Hello there,
seems like the prop259 algorithm has kind of stabilized and you guys have jumped into implementation. That's great!
A small problem in this process is that I'm probably the only person in Tor who understands the new algorithm right now. We could fix this by doing a small proposal IRC meeting where you guys could summarize the current state of the algorithm, as well as provide some simulation results. I think that folks like Nick, Mike and isis could provide valuable feedback at this point.
Would you guys be interested in something like this? I'm fine with doing it next week at some point. Maybe Wednesday or Thursday? Maybe at 15:00 UTC? Let me know if that's convenient for you.
Cheers!
Sounds good to me, Iván and company?
That would be great!
I have a couple of questions that may help me better prepare for this meeting:
1) In the proposal we assume the arrival of a new consensus as a discrete event. Does this assumption match current tor implementation, or is it more like "having at least X relay descriptors available"? What is the entrypoint for taking actions after we receive a new consensus?
Keep in mind we refer to "receiving a new consensus" meaning "the list of guards has changed", they might be different things. We are interested in reacting to changes to the "list of guards".
2) Once we have a guard_t, how can we know if it "is present in the latest consensus"?
We found the property `bad_since` but it seems to have a different semantics: when the guard was considered "nonfunctional, unlisted, excluded, or otherwise nonusable" (according to `ENTRY_GUARD_REMOVE_AFTER` description).
We also found `entry_guard_set_status` and how it consider a guard to be unlisted: a failure to find a node with the same identity as the guard using node_get_by_id().
At this point, my understanding is whatever is "in the consensus" can be found by node_get_by_id() and `bad_since` can be used as an additional data for decision making. Is this correct?
3) Current tor implementation seems to prefer handling lists of node_t rather than entry_guard_t, is there a reason for this?
The proposal implementation currently manipulate lists of entry_guard_t but when we need to call functions in existing tor code (node_sl_choose_by_bandwidth) we need to convert from guard do node, using node_get_by_id().
As a consequence, if I'm correct about 2, this will automatically filter out unlisted guards.

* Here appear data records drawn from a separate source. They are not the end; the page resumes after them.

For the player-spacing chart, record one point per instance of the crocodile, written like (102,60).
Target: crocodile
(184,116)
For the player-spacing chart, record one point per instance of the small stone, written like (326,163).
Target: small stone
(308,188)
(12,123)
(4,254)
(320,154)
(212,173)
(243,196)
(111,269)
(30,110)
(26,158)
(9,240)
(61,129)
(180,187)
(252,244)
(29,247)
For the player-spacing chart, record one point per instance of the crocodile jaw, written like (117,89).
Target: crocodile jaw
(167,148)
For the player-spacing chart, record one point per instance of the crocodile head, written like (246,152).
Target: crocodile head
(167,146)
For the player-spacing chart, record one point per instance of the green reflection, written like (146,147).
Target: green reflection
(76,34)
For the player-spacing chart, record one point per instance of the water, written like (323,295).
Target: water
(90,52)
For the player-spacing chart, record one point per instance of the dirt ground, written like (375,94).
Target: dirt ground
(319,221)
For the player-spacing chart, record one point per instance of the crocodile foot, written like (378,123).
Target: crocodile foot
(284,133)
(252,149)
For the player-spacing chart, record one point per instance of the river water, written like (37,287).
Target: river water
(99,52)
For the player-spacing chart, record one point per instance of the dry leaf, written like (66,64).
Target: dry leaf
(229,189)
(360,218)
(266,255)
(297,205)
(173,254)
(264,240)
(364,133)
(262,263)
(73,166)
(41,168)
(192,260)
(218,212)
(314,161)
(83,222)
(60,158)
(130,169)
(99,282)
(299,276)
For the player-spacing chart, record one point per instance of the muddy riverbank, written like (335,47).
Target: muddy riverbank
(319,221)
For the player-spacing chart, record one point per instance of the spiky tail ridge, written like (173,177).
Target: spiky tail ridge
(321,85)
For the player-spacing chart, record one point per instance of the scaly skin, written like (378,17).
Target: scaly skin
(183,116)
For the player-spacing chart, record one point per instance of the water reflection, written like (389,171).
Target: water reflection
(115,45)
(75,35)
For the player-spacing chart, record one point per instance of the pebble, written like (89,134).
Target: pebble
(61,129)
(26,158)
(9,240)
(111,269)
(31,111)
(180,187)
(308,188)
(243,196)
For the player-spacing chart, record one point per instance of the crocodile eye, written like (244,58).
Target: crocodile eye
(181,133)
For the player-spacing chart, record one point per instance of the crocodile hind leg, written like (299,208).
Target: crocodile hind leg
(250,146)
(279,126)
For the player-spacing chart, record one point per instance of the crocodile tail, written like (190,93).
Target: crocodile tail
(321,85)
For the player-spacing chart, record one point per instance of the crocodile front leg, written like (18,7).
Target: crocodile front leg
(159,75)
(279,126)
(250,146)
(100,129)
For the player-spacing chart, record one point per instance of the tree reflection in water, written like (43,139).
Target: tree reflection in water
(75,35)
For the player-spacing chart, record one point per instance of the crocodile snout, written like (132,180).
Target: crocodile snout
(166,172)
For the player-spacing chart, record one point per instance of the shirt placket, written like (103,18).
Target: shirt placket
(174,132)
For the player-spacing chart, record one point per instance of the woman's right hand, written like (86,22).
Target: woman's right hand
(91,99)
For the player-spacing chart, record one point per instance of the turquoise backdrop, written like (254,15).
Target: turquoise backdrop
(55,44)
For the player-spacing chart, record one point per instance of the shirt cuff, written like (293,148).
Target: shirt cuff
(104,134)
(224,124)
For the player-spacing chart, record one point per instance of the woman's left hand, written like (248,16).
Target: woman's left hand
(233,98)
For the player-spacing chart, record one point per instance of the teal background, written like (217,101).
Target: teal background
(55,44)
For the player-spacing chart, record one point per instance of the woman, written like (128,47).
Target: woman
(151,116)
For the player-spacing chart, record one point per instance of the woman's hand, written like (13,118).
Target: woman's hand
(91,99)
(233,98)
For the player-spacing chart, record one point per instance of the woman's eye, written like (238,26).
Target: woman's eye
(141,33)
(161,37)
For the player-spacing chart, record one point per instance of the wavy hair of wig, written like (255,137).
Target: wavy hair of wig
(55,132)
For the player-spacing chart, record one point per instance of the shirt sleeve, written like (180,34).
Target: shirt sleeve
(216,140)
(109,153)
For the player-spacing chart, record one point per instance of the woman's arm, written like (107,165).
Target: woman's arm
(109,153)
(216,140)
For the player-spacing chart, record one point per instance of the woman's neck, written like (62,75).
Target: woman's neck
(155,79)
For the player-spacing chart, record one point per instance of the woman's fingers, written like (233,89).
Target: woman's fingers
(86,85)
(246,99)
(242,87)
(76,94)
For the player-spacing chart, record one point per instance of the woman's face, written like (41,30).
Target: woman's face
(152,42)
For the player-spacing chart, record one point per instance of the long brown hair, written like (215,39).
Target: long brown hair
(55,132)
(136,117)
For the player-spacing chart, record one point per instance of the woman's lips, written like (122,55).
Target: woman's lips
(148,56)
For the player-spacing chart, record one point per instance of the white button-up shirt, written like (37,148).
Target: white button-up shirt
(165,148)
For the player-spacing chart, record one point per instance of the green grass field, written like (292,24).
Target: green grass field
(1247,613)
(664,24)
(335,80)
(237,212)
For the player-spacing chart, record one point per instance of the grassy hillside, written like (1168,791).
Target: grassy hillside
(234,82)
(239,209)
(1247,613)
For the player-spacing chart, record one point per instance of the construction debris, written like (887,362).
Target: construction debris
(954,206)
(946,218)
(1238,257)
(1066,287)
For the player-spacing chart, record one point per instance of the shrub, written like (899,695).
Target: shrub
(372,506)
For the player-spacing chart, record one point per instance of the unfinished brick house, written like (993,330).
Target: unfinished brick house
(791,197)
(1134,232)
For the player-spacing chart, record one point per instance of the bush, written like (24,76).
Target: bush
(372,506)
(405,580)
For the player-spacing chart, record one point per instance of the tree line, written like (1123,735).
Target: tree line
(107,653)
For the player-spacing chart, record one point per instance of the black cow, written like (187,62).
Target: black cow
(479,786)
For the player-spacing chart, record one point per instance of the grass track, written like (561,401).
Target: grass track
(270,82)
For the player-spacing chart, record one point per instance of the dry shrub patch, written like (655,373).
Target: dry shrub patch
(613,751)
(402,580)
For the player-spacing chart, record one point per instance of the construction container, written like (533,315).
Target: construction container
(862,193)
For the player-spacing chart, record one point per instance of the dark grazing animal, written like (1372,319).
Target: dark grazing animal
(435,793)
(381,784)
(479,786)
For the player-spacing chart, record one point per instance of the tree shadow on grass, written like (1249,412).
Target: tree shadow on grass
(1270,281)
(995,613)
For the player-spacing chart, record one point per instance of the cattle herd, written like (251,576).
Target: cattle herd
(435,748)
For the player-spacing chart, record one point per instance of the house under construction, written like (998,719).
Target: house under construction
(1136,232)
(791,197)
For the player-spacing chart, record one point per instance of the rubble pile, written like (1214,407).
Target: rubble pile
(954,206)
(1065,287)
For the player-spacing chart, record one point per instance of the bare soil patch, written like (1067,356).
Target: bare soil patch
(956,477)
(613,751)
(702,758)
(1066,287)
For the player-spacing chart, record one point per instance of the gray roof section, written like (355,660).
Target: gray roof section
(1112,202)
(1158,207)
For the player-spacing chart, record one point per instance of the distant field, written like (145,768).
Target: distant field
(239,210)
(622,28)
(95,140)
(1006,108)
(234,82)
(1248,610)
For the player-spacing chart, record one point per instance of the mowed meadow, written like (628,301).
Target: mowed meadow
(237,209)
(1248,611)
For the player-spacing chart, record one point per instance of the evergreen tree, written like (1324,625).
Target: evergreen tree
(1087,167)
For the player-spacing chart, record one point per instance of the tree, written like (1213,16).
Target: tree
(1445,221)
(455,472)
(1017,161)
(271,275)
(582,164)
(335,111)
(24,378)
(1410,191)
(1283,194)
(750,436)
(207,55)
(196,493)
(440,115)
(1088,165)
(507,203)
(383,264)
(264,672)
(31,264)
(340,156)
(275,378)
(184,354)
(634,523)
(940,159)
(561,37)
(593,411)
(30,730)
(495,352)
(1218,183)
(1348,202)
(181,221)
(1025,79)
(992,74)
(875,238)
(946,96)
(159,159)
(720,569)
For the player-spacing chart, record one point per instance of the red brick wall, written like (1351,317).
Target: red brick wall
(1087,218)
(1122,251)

On 3/18/16 04:19, George Kadianakis wrote:
Hello there,
seems like the prop259 algorithm has kind of stabilized and you guys have jumped into implementation. That's great!
A small problem in this process is that I'm probably the only person in Tor who understands the new algorithm right now. We could fix this by doing a small proposal IRC meeting where you guys could summarize the current state of the algorithm, as well as provide some simulation results. I think that folks like Nick, Mike and isis could provide valuable feedback at this point.
Would you guys be interested in something like this? I'm fine with doing it next week at some point. Maybe Wednesday or Thursday? Maybe at 15:00 UTC? Let me know if that's convenient for you.
Cheers!
Reinaldo de Souza Jr rjunior@thoughtworks.com writes:
That would be great!
OK. Let's say Wednesday 15:00 UTC then!
I have a couple of questions that may help me better prepare for this meeting:
- In the proposal we assume the arrival of a new consensus as a
discrete event. Does this assumption match current tor implementation, or is it more like "having at least X relay descriptors available"? What is the entrypoint for taking actions after we receive a new consensus?
Indeed, in the current tor implementation it's a discrete event.
See entry_guards_compute_status() called by directory_info_has_arrived().
Keep in mind we refer to "receiving a new consensus" meaning "the list of guards has changed", they might be different things. We are interested in reacting to changes to the "list of guards".
- Once we have a guard_t, how can we know if it "is present in the
latest consensus"?
We found the property `bad_since` but it seems to have a different semantics: when the guard was considered "nonfunctional, unlisted, excluded, or otherwise nonusable" (according to `ENTRY_GUARD_REMOVE_AFTER` description).
We also found `entry_guard_set_status` and how it consider a guard to be unlisted: a failure to find a node with the same identity as the guard using node_get_by_id().
At this point, my understanding is whatever is "in the consensus" can be found by node_get_by_id() and `bad_since` can be used as an additional data for decision making. Is this correct?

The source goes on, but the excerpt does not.